Opinión

Lucas Martín

Seguir ahí

Uno de los gestos más escandalosos y suntuosamente bolivarianos de toda la vida de contención de Angela Merkel se produjo, según cuenta ella misma, la tarde en la que cayó el Muro de Berlín. El verbo, en esta ocasión, y es raro y probablemente accidental en mi caso, sujeto meridional en ristre, parece casi oportuno, porque los gestos, en alguien como la canciller, es bastante seguro que se producen, cuando no ocurren a secas, un poco al estilo de los empellones del viento contra un tronco de almendro paralítico y claustral. Aquel día, mientras la historia convulsionaba y cambiaba el rumbo de Occidente, la canciller miró a su alrededor y en pleno rapto de alborozo tomó una decisión de las que están sobradamente cualificadas para provocar un infarto a una madre superiora y dos o tres profesoras de piano e institutrices del Este: la de fundirse en la masa, pese a todo, y seguir.
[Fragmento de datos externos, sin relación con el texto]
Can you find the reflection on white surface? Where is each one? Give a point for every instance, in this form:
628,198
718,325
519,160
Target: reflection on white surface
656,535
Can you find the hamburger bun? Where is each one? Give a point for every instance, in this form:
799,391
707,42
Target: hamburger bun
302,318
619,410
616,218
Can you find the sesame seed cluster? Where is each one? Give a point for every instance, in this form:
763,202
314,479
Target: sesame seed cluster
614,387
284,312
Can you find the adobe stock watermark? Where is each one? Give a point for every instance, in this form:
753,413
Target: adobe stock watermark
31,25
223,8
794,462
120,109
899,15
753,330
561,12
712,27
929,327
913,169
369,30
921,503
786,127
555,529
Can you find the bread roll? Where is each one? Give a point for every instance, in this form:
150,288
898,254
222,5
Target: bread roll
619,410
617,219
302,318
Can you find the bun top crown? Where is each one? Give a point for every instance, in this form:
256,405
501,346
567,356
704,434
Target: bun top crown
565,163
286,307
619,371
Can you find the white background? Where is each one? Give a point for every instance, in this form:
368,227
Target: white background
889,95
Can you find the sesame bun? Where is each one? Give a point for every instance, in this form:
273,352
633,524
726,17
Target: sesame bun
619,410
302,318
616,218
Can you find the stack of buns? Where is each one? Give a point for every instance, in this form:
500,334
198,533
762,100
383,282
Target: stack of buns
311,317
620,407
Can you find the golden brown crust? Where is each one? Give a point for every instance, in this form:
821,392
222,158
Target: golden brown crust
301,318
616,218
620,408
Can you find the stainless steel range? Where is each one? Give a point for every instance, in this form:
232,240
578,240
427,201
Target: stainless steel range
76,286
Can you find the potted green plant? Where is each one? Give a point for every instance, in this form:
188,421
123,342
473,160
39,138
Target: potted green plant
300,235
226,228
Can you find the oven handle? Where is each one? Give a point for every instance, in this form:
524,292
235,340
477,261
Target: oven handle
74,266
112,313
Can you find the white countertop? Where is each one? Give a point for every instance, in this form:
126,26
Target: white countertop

Liberada de tribulaciones, la jovencita Merkel se dio a la locura „guau, qué mujer„ y pasó junto a miles de personas por encima del muro. Luego regresó, porque eran las once y ya estuvimos en Mallorca, que tampoco es cuestión de perder sistemáticamente la razón. «Fue muy excitante. Pero tenía que estudiar y madrugar al día siguiente», sentencia. Con las cenizas de largas décadas de cisma sobre los zapatos, entre la algarada de los cláxones, Merkel volvió a casa, lo que en términos históricos y psicopatológicos es similar a abandonar una orgía y una página del grupo Oulipo para meditar sobre la lista de la compra y el hilo dental. Está bien, Aníbal, quemémoslo todo, pero no sin mi cepillo de dientes.

Me pregunto qué habría ocurrido en España frente a un acontecimiento de los antiguos, cargados de frondosidad, seguramente con Rajoy con cara de ajolote pensando en pensar llamar a sus asesores y con Pedro Sánchez mirando de reojo qué hace Pablo Iglesias para ponerse una gorra y acudir a pescar votos a una romería Latin King. Lo que está claro es que la gente tiraría de tarjeta del Carrefour y le pegaría al asunto desesperadamente, hasta el punto de no acordarse ni de los tartesos tres semanas después: «Yo creo que vine por un gol de Gárate», dirían dos españoles frente al frío, en la galaxia pelona. Y si no fuera porque otros son tan malos, tan púnicos y vulgares, seguiríamos ahí.